Part two of the book is about `problems in governance in the context of tax evasion, bureaucratic corruption, fiscal decentralisation, and delivery of public services'.
The `auditing' essay, we started off with, seeks to find `general conditions under which random audits are optimal'. All audits must be random in any optimal contract, is a key result of Mookherjee's study. "The intuition for this is that as long as there are non-trivial penalties for those discovered to have reported falsely, an audit probability equal to one ensures that the agent will strictly prefer not to lie," reasons the author.
Another chapter is provocatively titled, `Corruptible law enforcers: How should they be compensated?' It begins with the quote of `anonymous economics professor', thus: "Only after leaving New York did I learn that a municipal sanitation inspector's job was not to collect money from door to door."

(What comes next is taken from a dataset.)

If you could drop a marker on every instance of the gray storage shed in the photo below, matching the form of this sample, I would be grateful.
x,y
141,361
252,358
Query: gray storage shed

Whenever a principal delegates enforcement authority, opportunities for corruption arise, writes Mookherjee. "Sanitation inspectors, auditors, production foremen, and financial regulators all have a discretion to `sell out'." What a company for auditors! A footnote has more damning stuff: In Taiwan, 80 per cent of CPAs (certified public accountants) interviewed by a researcher two decades ago `admitted to having bribed public tax officials'.
What about India? "In India, the Policy Group (1985) estimated that 76 per cent of government tax auditors took bribes, and 68 per cent of taxpayers filing through CAs had given bribes."
Yet another chapter, on `tax administration reform and taxpayer compliance in India', speaks of `evidence consistent with the model of taxpayers strategically self-selecting into wards or circles'. Mookherjee suggests that the ward/circle distinction should be replaced with `random assignment rules'. He argues that such a move will remove the strategic under-filing incentive, with beneficial compliance effects.
`Other more sophisticated ambitious reforms' that he discusses are: "Reducing discretion of assessing officers with regard to selection and conduct of audits, reforming performance evaluation and personnel allocation procedures, centralised audit selection procedures based on income disclosures and information generated by third parties."
For accountants who are not averse to economics.